Problem 7.24: Nutrition at Starbucks, Part I

  1. Based on the scatterplot, there is linear relationship but the relationship is not strong enough. The linear relationship could be due to cloud of points in the lower end but on the upper end, it gets more scatter.
  2. Amount of carbs(in grams) is response variable while number of calories is explanatory variable.
  3. To predict the amount of carbohydrates (in grams) via number of calories.
  4. There is linearity but the relationship is weak. Histogram shows that the data is slightly skewed and not symmetric. To some extent, points are near 0 but there are still some points that is slightly farther from 0. I have to assume that the each cases are independent of each other. To summarize the conditions that need to be met, we cannot tell 100% that it meets the basic requirements as there are some problems in data.

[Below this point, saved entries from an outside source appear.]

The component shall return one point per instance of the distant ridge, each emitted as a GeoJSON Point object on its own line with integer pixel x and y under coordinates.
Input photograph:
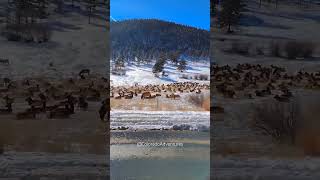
{"type": "Point", "coordinates": [149, 37]}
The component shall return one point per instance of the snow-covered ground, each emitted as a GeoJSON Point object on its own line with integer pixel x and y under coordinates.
{"type": "Point", "coordinates": [146, 120]}
{"type": "Point", "coordinates": [143, 74]}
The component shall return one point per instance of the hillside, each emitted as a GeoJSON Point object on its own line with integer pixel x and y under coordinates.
{"type": "Point", "coordinates": [148, 37]}
{"type": "Point", "coordinates": [75, 43]}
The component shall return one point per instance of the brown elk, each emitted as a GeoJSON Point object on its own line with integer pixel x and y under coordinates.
{"type": "Point", "coordinates": [26, 115]}
{"type": "Point", "coordinates": [146, 95]}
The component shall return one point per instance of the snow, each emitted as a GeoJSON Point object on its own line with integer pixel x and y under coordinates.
{"type": "Point", "coordinates": [146, 120]}
{"type": "Point", "coordinates": [142, 74]}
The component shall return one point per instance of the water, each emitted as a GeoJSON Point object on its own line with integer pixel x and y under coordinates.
{"type": "Point", "coordinates": [189, 162]}
{"type": "Point", "coordinates": [146, 120]}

Result may vary from statisticians to statisticians.

Problem 7.26: Body Measurements, Part III

Sy <- 9.41
Sx <- 10.37
R <- 0.67
y2 <- 171.14
x2 <- 107.2
b1 <- (Sy/Sx)*R
b1
## [1] 0.6079749

B1 is 0.6079749.

To find Bo,

$ y-y2 = b1(x-x2)

We will manipulate the above formula to get Bo

b0 <- y2 - (b1*x2)
b0
## [1] 105.9651

The equation for the regression is:

height = 105.9651 + 0.6079749*(shoulder girth)

  1. Slope: It represents the number of cm increase in height with the increase of 1 unit in shoulder girth. Intercept: It shows the height in cm when shoulder girth is 0 cm which is not possible logically.

r5 <- R^2
r5
## [1] 0.4489

It shows that the model predicts 44.89% of the variation of height data.

x <- 100
y=b0 + (b1*x)
y
## [1] 166.7626

The height for the randomly selected person would be 166.7627cm.

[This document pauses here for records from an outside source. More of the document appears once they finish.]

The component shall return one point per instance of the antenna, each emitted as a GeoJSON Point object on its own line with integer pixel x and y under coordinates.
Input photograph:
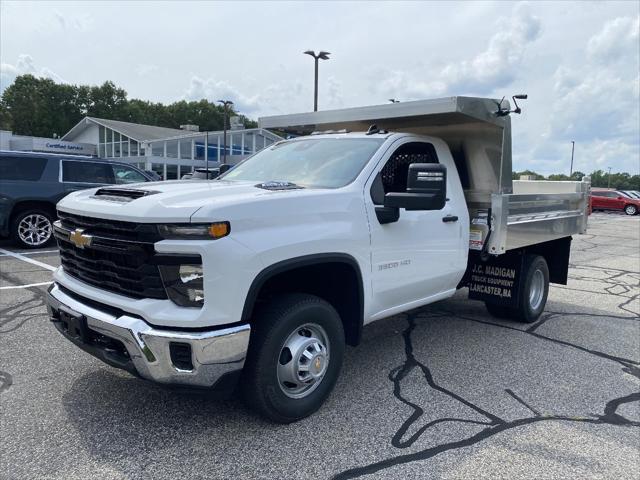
{"type": "Point", "coordinates": [504, 113]}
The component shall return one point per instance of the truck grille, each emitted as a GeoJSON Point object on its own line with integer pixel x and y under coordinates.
{"type": "Point", "coordinates": [119, 258]}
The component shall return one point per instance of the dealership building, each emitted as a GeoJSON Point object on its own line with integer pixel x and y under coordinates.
{"type": "Point", "coordinates": [169, 152]}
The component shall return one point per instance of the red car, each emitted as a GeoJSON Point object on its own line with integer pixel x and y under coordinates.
{"type": "Point", "coordinates": [614, 200]}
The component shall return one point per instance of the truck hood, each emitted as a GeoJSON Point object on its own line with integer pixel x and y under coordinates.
{"type": "Point", "coordinates": [173, 201]}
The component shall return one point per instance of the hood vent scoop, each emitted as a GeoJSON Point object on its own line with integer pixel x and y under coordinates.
{"type": "Point", "coordinates": [273, 185]}
{"type": "Point", "coordinates": [116, 194]}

  1. residual_height <- yi - yi2
residual_height <- 160 - 166.7627
residual_height
## [1] -6.7627

Residual for that student is -6.7627. The model was overestimated as the value came in negative.

  1. No, if you take a look at scatterplot from problem 7.15, shoulder girth starts from 85 cm and should girth of one year old kid of 56 cm is far more lower than the actual data that’s why it is not in the sample.

Problem 7.30: Cats, Part I

  1. heartweight = -0.357 + 4.034(body wt)
  2. That means that cat’s body weight will be 0 with negative heart weight which is not possible.
  3. With the 1 kg increase in body weight, heart weight will increase with 4.034 grams.
  4. It means that body weight was predicted by heart weight with 64.66%.
correlation_coefficient <- sqrt(0.6466)
correlation_coefficient
## [1] 0.8041144

Problem 7.40: Rate my professor

y = Bo + B1*x

bo <- 4.010
x1 <- -0.0883
y2 <- 3.9983
b1 <- (y2 - bo)/x1
b1
## [1] 0.1325028

Slope is 0.1325028.

  1. Slope estimate is more than 4 which is more than 0 which appears good to reject the null hypothesis.
  2. There is no pattern in the residuals so it seems okay. We assume that the cases are independent, Furthermore, there is no variance in both lower and upper ends so it confirms another rule(Constant variance of residuals). Data seems to be approximately normal too so overall all the conditions are met for linear regression.